Soil organic matter is essential for maintenance of soil fertility, absorption of pollutants and mitigation of global climate change. In the past few decades, the long-term protection mechanism of organic matter in soil and sediment has been extensively studied.
Revealing the intrinsic relationship and nature between microorganisms, organic matter and minerals in the soil microenvironment may be the key to understanding the biogeochemical cycle of soil organic matter.
Soil aggregates are the basic skeleton of soil, and their surface is considered to be the hot spot of microbial-organic matter-mineral interaction.
Prof. WU Jinshui from the Institute of Subtropical Agriculture (ISA) of the Chinese Academy of Sciences and Prof. LIU Bifeng from Huazhong University of Science and Technology applied soilchip technology that overcomes soil micro-heterogeneity at a certain scale.

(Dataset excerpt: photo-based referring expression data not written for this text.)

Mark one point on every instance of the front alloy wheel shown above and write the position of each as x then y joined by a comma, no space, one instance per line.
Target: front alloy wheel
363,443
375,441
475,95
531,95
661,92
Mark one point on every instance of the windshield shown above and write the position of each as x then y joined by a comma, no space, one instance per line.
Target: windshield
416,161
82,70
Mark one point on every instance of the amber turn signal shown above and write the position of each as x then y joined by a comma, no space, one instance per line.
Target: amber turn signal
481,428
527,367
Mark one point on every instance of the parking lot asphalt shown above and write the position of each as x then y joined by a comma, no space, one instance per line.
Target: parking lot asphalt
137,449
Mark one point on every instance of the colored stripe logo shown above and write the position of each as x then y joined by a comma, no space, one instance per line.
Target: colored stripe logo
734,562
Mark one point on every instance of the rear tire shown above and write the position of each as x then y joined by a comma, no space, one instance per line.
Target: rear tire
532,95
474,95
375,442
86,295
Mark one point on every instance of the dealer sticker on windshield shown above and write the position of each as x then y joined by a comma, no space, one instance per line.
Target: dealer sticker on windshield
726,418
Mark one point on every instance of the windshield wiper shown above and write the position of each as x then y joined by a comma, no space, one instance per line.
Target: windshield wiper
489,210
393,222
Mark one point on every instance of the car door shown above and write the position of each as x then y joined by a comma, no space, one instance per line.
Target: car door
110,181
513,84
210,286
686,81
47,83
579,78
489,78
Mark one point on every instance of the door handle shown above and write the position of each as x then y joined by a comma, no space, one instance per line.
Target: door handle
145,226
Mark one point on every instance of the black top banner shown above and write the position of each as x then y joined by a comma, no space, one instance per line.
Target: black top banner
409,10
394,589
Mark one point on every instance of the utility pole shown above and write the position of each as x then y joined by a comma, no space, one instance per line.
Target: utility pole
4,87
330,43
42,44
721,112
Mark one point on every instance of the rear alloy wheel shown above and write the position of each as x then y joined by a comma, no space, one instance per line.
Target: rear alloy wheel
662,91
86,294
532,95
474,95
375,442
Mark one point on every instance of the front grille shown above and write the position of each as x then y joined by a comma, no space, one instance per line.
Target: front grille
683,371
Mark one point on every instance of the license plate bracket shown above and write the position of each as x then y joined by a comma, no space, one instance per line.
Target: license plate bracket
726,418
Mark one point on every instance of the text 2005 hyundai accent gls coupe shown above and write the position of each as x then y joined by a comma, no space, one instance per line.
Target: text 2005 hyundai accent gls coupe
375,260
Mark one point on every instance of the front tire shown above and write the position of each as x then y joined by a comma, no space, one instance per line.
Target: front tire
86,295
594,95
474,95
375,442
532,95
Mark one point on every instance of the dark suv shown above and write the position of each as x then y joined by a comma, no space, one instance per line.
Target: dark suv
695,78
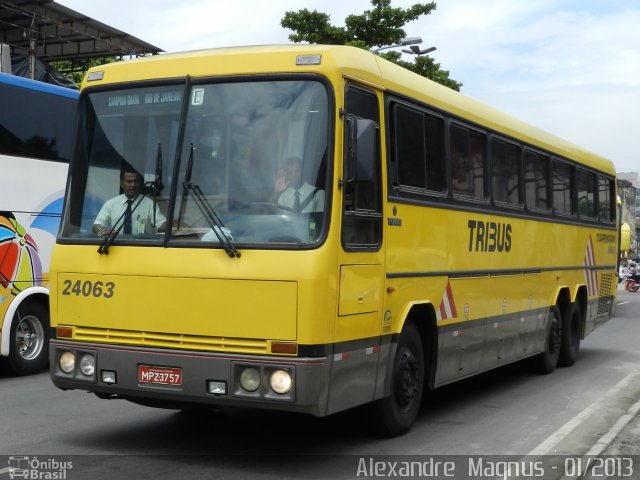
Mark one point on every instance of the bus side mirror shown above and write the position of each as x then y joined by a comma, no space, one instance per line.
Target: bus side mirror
360,149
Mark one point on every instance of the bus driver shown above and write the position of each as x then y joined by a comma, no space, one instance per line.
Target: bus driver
136,212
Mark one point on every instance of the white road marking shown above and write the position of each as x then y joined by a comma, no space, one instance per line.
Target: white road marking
556,438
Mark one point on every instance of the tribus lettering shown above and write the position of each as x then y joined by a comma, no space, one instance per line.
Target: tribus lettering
489,236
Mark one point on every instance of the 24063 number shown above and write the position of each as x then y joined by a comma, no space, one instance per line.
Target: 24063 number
88,288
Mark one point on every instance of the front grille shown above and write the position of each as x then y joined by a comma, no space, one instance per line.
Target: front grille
170,340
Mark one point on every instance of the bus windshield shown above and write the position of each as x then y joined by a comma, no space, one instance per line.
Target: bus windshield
244,162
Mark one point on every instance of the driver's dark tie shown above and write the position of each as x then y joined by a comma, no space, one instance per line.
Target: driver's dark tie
296,201
127,218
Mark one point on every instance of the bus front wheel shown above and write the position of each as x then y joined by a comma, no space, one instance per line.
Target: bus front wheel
396,413
29,345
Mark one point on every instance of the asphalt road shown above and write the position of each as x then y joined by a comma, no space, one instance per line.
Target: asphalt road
509,411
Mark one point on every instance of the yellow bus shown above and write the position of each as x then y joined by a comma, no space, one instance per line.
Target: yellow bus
342,232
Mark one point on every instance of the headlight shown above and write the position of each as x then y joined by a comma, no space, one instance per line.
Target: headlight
67,362
250,379
88,365
281,382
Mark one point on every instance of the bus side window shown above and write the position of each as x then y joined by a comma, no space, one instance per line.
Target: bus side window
362,215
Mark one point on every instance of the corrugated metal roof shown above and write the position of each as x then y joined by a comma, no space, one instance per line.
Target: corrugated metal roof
63,34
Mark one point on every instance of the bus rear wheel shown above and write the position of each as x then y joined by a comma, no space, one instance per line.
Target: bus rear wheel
395,414
29,340
572,331
546,361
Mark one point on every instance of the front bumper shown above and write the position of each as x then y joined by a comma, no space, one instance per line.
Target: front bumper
116,375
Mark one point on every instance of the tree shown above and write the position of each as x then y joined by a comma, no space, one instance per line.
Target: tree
375,28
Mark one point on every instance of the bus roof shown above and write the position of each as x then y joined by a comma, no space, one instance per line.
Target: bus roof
338,62
29,84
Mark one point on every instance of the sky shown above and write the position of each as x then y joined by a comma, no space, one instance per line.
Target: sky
570,67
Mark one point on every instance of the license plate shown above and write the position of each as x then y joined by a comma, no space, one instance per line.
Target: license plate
159,375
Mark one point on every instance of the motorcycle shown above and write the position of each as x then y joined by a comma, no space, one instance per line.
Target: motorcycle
632,285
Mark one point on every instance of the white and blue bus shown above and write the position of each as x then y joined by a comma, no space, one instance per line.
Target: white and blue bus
36,132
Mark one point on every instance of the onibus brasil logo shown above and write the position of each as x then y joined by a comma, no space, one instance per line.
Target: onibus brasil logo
37,469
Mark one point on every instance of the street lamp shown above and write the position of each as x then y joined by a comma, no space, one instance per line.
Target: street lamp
405,42
415,50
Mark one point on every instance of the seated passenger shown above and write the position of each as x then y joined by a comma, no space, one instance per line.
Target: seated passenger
291,193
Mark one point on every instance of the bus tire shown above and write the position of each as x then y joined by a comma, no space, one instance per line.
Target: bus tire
546,361
395,414
29,340
571,332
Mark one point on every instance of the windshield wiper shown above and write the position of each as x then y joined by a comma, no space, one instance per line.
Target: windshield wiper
156,186
207,210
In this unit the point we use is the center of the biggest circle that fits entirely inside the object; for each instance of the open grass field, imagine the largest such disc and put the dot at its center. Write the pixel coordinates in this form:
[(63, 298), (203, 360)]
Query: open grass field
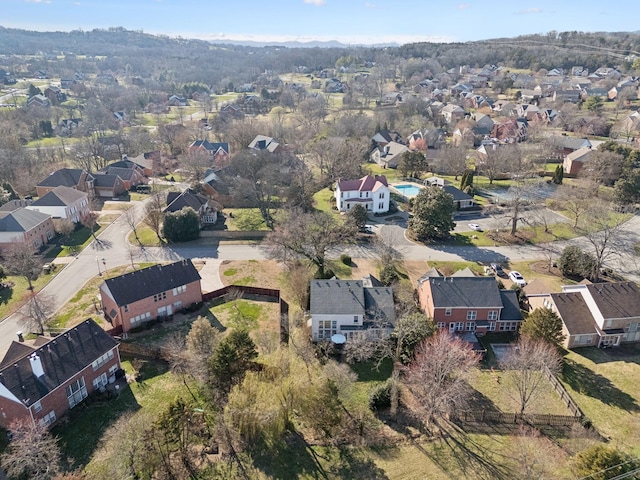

It achieved dynamic continuous monitoring of soil-water micro-interface processes for the first time.
On this basis, they further systematically studied the transformation of organic matter in the typical mollisol soil-water micro-interface and the dynamic coupling process of the solution microenvironment.
Combining X-ray photoelectron spectroscopy and ion sputtering on soil microarrays incubated with a predefined solution (SoilChips), they provided the first direct evidence that a nanoscale organic film with a distinct composition and thickness gradually formed at the soil-water interface (SWI) within 21 days of cultivation.
Although the organic coatings on the soil-water micro-interfaces quickly reached equilibrium within 4 days, the formation of thicker mineral-organic association (MOA, 20-130 nm) and microbial biomass (>130 nm) continued, partially at the cost of the thin MOA (<20 nm).
Consistent with the thickening organic film, the bioavailability of nutrients (dissolved organic carbon and ammonium) decreased gradually over 21 days, which restrained the microbial activities.
Thickening SWIs acted as a biogeochemical gate to regulate the bioavailability of specific organic compounds and determine their preservation or microbial mineralization.
Further, thickening SWIs in the z-axis direction provided direct structural insight to increase carbon sequestration in soil and sediment.
The research was published in Environmental Science: Nano. It was supported by the National Natural Science Foundation of China, the Chinese Academy of Sciences, and China Postdoctoral Fund.